The Society of the Sacred Heart in the United States and Canada began – as did so many American institutions – with an immigrant. St. Rose Philippine Duchesne left her home in France in 1818 with a desire to educate the poor, especially the indigenous people of America. The schools she founded served a diverse population which included immigrants, as well as Native American and African American children.
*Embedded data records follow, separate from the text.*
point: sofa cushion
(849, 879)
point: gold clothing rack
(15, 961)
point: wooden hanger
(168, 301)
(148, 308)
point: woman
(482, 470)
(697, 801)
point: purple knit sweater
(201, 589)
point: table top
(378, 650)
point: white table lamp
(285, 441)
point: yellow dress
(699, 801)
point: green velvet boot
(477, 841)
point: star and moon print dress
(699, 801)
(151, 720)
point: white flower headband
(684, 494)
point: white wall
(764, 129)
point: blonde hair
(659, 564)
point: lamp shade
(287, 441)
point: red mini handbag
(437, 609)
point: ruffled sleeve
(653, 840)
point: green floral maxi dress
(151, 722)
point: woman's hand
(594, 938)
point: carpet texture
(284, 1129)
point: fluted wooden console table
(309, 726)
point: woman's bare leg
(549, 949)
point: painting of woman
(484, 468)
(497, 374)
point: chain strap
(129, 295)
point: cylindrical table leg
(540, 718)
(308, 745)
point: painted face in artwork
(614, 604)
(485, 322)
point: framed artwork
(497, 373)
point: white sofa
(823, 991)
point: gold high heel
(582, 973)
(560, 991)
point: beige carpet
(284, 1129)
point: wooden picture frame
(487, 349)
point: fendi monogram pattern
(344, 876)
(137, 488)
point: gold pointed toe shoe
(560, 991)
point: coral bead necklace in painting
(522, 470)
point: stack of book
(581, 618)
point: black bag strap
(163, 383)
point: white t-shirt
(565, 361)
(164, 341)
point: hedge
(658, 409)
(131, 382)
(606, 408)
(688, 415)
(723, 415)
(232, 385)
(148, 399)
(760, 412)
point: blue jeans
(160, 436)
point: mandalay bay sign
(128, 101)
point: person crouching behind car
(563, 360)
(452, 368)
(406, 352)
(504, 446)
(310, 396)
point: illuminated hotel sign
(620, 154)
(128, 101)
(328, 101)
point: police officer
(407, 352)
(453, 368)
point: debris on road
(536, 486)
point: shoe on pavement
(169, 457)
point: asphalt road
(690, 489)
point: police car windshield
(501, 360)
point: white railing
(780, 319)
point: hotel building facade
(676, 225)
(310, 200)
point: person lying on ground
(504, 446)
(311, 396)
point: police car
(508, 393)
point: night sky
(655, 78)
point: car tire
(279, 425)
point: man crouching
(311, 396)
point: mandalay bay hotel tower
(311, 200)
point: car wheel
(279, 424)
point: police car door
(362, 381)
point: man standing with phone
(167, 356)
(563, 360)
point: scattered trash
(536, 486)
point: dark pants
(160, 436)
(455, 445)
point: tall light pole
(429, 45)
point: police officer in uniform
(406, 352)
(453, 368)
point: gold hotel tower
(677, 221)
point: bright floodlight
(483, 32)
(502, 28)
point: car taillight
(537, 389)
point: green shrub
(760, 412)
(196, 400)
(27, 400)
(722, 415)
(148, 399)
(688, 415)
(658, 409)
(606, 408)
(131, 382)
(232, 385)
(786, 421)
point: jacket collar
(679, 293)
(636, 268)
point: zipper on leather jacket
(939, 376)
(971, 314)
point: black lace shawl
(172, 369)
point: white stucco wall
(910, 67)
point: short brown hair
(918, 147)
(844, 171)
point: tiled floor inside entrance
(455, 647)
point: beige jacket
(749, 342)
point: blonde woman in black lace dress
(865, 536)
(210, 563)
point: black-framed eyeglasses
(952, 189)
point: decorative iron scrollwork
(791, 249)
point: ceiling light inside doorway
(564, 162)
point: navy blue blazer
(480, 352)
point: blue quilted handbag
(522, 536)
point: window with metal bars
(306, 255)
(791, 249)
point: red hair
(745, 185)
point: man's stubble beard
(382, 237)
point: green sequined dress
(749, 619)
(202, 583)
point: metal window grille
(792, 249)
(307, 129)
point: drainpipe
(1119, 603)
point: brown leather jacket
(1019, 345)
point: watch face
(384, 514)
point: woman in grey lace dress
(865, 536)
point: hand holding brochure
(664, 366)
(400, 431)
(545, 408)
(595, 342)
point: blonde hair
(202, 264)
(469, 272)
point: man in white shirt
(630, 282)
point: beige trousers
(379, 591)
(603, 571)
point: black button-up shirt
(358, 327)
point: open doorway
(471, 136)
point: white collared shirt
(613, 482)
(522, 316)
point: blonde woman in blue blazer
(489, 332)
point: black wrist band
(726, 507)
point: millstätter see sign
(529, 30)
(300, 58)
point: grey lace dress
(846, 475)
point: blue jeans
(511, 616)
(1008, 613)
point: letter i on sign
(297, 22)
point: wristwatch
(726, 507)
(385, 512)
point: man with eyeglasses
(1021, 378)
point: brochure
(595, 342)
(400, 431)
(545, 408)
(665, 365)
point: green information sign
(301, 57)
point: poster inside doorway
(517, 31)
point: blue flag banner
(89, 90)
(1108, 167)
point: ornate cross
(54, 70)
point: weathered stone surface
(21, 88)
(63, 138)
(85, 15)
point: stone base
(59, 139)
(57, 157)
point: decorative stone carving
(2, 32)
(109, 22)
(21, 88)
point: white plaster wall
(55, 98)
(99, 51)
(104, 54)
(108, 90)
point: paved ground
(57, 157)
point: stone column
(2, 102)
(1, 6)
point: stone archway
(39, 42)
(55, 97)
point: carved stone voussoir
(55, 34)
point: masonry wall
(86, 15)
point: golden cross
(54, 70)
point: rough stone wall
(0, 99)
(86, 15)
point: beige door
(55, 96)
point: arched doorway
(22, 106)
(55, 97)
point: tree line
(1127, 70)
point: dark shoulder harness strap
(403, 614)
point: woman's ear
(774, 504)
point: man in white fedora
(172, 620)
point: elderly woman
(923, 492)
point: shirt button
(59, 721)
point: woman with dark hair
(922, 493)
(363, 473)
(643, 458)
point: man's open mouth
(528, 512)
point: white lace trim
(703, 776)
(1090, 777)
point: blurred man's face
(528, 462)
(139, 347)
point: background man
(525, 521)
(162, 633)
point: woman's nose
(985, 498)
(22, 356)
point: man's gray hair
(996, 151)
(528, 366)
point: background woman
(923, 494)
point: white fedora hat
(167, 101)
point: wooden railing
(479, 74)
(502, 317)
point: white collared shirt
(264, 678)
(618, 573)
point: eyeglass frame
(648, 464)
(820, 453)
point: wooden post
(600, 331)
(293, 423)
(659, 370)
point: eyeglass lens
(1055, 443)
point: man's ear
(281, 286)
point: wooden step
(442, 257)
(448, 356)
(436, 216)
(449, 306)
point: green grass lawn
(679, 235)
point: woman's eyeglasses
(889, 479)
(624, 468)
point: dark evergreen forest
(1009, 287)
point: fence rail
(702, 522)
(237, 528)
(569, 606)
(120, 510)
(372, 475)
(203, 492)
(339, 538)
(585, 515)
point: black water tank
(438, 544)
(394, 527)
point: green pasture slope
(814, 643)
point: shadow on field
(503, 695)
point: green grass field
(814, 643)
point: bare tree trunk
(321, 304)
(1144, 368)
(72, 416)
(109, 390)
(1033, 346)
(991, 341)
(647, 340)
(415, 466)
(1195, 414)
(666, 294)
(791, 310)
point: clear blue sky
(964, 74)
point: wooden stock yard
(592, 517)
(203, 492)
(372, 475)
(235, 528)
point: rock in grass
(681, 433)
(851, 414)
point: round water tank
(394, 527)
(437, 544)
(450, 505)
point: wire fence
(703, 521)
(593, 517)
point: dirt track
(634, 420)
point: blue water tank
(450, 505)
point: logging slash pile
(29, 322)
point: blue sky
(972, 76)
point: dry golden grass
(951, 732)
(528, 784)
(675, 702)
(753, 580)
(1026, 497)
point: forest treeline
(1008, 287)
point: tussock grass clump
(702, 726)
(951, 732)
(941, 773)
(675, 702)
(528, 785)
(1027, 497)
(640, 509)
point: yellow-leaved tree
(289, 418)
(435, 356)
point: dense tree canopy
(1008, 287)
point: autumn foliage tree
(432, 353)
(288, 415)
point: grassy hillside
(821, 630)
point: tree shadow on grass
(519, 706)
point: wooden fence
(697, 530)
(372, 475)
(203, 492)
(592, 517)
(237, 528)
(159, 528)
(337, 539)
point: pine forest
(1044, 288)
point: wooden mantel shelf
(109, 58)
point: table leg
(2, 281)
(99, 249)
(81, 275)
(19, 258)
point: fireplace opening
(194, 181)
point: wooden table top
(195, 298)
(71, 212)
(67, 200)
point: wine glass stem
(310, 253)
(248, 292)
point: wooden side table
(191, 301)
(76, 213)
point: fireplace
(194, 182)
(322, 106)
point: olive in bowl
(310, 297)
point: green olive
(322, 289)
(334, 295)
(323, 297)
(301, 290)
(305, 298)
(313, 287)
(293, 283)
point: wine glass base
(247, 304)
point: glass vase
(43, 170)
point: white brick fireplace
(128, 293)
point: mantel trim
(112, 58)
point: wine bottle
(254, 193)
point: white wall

In 2008, the international Society of the Sacred Heart reaffirmed its commitment to the economically poor and disenfranchised:
“Journeying with peoples of different races and cultures, and listening profoundly to the joys and suffering of humanity have allowed us to be touched by the poverty, inequality, exclusion, violence and environmental destruction that are present in today’s world. … From our contemplation of the Pierced Heart of Jesus in the heart of wounded humanity flows the desire to commit ourselves with greater passion and compassion to justice, peace and the integrity of creation.”
Religious of the Sacred Heart of the United States – Canada Province find our countries’ immigration policies fall short of recognizing the dignity of the individual. We see an extreme lack of compassion in these laws as applied to immigrants. The increase in the number of deportations and the inhumane treatment shown to immigrants in detention are alarming and deplorable. The decision to end the DACA program, which protected 800,000 young people brought to the US as children, is both counterproductive and cruel. We commit to responding to the needs of our world thoughtfully, prayerfully and with the same zeal as if our own lives were on the perilous journey to freedom, justice and dignity.
One heart and one mind in the Heart of Jesus.